THIS weekend should have been his crowning glory -- master of ceremonies at the first Fine Gael Ard Fheis in 15 years with the party in government.
Instead, Phil Hogan's standing has taken a battering over the €100 household charge and his handling of sensitive issues as Environment Minister has caused tensions with the Labour Party.
He remains a close confidante of Taoiseach Enda Kenny and Fine Gael backbenchers are loyal to him, but his troubles are mounting as he fights battles on several fronts.
The blame for the handling of the household charge is being laid firmly at Mr Hogan's door as minister responsible.
But the Department of the Environment is also firmly in the firing line.
Within Fine Gael and Labour circles there is a growing consensus that serious errors were made.
The first mistake being cited was adopting the model of payment employed with the second-home tax, which was paid over the internet.
A niche tax on individuals used to handling paperwork on their properties is different from a universal tax on every home in the country.
The inability to bring in a simple payment system in the post office proved fatal.
The second mistake was the communications campaign, which failed to explain the tax in basic terms and even manage to contact every home in the country.
The third mistake was underestimating the hostility towards a property tax in general, which is being brought in for the first time in 35 years.
And the campaign against the household charge has been effective in building up a perception it wasn't necessary to pay the tax and organising a boycott.
The fourth mistake was less direct, but the climbdown on the €50 septic tank charge, reducing it to €5, created an expectation of a possible reversal on the household charge, once sufficient public pressure were exerted.
Labour ministers have been less than supportive of Mr Hogan's cause and remarks from Joan Burton, Eamon Gilmore, Brendan Howlin and Kathleen Lynch have displayed a lack of coherence from the coalition.
Labour were angry at Mr Hogan's failure to clear the septic tank charge reduction through Cabinet with a source saying "it's not a good way to do business".
Combined with a peripheral role in the doubling of compensation for turfcutters, he has faced accusations of caving in to rural lobby groups in the Fine Gael base and thereby weakening the drive to bring in the household charge.
"Septic tanks and turfcutters are not the issue. The household charge is the issue.
"A lot of people (in Labour) are quite annoyed because they feel they are now getting the flak for it. The Cute Phil stuff might work in the backrooms but there's a difference with communicating with the public," a Labour Party source said.
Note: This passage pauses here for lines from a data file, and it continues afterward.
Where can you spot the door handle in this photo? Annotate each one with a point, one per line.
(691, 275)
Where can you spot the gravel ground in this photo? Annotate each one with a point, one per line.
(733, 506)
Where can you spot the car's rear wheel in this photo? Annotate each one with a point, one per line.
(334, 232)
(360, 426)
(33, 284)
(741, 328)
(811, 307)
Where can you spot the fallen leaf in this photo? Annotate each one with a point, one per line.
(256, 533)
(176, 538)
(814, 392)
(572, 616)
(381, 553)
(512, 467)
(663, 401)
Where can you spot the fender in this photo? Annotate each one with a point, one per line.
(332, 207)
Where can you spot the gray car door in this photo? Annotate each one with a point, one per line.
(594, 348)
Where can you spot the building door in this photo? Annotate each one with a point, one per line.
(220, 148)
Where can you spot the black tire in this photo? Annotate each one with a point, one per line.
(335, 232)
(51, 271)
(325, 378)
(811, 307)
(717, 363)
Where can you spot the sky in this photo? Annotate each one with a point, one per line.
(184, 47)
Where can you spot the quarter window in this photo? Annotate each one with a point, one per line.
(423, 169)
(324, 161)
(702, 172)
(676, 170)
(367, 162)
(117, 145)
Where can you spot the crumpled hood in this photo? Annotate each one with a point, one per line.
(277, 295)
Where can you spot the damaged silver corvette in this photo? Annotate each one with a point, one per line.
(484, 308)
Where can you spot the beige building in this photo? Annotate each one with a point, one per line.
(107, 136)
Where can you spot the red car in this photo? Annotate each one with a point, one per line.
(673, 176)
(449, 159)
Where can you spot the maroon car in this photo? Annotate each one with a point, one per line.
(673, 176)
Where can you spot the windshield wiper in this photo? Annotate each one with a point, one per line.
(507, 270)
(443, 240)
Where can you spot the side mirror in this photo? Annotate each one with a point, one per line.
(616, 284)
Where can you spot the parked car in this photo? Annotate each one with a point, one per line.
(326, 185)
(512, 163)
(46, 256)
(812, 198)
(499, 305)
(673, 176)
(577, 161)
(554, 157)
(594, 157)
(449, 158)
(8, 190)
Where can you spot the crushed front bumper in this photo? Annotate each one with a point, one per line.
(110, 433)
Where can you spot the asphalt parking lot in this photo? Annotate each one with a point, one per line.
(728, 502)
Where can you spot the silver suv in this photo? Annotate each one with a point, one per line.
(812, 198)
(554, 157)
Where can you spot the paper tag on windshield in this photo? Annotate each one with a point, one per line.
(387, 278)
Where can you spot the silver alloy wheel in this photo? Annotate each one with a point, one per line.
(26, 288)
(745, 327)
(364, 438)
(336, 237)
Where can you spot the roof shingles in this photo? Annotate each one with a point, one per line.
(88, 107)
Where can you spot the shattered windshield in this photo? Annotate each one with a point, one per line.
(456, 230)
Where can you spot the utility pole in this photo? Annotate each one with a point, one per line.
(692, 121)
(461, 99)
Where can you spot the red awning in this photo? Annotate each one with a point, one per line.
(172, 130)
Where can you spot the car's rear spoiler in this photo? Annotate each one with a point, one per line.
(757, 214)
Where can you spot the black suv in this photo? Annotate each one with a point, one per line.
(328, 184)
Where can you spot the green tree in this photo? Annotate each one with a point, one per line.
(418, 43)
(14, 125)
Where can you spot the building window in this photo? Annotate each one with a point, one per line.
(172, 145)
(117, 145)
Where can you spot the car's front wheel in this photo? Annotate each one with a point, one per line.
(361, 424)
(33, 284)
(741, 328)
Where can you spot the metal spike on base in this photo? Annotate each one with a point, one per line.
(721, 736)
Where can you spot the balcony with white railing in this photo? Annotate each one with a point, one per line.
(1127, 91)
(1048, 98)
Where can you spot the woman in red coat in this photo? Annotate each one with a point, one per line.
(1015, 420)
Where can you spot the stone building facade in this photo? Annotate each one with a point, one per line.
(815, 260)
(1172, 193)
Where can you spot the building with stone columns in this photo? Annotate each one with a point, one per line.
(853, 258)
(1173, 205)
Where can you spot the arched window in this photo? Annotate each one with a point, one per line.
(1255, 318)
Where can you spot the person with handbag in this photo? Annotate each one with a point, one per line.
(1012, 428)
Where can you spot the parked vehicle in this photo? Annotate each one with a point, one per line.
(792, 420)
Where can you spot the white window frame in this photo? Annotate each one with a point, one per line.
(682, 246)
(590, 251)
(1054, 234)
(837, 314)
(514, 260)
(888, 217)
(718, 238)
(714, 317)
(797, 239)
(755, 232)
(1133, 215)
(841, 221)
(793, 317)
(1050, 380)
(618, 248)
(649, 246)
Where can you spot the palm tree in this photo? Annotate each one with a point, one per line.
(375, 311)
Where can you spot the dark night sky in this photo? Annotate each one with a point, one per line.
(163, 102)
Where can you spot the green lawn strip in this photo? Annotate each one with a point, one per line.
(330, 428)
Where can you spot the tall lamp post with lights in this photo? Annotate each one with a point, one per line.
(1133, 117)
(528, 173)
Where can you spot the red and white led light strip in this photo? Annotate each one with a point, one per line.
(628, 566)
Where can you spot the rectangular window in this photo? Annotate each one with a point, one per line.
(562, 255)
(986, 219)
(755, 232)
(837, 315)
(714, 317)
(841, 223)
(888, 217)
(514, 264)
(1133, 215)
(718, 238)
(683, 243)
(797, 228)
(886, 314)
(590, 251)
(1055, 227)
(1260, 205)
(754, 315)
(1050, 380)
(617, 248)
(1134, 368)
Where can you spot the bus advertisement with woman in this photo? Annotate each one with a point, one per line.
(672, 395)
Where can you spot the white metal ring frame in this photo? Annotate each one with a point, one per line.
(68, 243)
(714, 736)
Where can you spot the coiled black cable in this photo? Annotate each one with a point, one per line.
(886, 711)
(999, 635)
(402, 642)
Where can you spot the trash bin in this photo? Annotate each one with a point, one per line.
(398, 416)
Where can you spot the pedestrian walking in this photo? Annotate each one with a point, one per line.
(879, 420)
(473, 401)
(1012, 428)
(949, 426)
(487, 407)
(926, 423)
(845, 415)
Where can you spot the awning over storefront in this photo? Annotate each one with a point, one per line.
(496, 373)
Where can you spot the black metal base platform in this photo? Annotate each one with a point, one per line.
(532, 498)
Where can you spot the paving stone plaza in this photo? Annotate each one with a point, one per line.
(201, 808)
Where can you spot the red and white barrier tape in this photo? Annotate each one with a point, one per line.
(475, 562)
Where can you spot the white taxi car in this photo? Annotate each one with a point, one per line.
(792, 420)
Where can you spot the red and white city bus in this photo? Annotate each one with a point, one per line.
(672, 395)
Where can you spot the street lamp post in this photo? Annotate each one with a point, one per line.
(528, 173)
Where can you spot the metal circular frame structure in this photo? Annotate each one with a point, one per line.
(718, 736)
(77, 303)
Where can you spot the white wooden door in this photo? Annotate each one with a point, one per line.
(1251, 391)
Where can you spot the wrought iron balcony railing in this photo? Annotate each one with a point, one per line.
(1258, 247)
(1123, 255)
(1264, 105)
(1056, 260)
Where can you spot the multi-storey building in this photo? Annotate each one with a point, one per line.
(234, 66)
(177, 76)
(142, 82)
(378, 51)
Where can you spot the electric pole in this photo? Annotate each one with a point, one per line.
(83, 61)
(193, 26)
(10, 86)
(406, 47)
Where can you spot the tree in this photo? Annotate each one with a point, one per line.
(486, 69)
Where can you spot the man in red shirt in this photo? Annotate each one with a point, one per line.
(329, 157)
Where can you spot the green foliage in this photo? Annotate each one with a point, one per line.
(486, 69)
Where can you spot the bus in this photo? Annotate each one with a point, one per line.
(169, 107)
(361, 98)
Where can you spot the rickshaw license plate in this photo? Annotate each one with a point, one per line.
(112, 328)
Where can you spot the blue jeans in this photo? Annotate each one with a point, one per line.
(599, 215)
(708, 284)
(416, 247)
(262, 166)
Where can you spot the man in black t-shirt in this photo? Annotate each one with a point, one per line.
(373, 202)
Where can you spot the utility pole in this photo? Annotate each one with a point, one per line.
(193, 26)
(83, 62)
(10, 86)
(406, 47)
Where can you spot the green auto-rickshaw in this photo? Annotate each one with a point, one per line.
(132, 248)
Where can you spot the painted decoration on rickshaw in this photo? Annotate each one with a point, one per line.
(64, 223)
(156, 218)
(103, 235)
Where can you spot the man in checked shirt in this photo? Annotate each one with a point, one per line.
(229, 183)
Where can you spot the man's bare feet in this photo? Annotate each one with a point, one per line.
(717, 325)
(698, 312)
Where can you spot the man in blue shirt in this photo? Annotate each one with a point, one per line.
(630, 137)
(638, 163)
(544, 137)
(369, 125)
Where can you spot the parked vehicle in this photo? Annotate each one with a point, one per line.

Labour figures have also told Mr Hogan they want the changeover to the property tax from the €100 household charge to happen in 2013 -- with no further delay.
Fine Gael TDs, although not exonerating Mr Hogan, are annoyed at Labour's behaviour.
"People in Fine Gael are f***ing sick of listening to these Labour ministers on the radio, especially Burton. There is a sense Labour should shut up," a senior Fine Gael TD said.
"This has turned into a complete mess and serious questions are being asked of Phil Hogan. But this Government has already had two or three U-turns and they can't afford another. It does come down to standing by the decisions they make at Cabinet," the TD added.
"To see government ministers coming out and dumping on Hogan is unedifying. They are more interested in protecting their own patch," another party source said.
But the Environment Minister's abrasive personality is also being cited as an element in the equation in the household charge failures.
"Pride comes before a fall," a Labour Party TD mused.
"He made his own bed. He approached it with a certain arrogance," a Fine Gael TD conceded.
Fine Gael TDs say after initially engaging in the cut and thrust of debate on the household charge, he is now feeling the heat.
Even the most combative minister in Fine Gael, who dishes it out heavy to his opponents, is now under pressure as the personalised attacks are targeted on him.
"He can be dismissive, which is his least enticing characteristic," a party TD said.
Fine Gael sources say the only opinion that matters about whether any long-term damage has been done to Mr Hogan is that of the Taoiseach -- and he has plenty of history and political capital there. "He'd be loyal to Kenny and Kenny would be loyal to him," a party senator said.
"He [Mr Kenny] wouldn't be where he is if it was not for Phil Hogan," a Fine Gael TD said.
"He [Mr Hogan] has enough capital and there's still room to bring the level of payment up," another party colleague said.
However, some TDs do feel Mr Kenny hasn't been supportive enough of pushing the household charge.
"Enda runs away from hard issues. Alright, he's been away in the US and now China. But he needs to start showing some bottle. He has been nowhere on this," a TD said.
And therein lies a problem for Mr Hogan as his reputation as the party fixer leads some to believe he took his eye off the ball.
"He's running the politics of Fine Gael. You'd have to ask is he spending enough time on his department work," a Fine Gael TD said.
Mr Hogan's supporters in the party say he's going to have to play a long game. "He's got the household charge now. Within the next six months, he's going to face the local government reform, which Fine Gael councillors are opposed to, then the property tax. He's going to have two bad years. But it's a five-year job."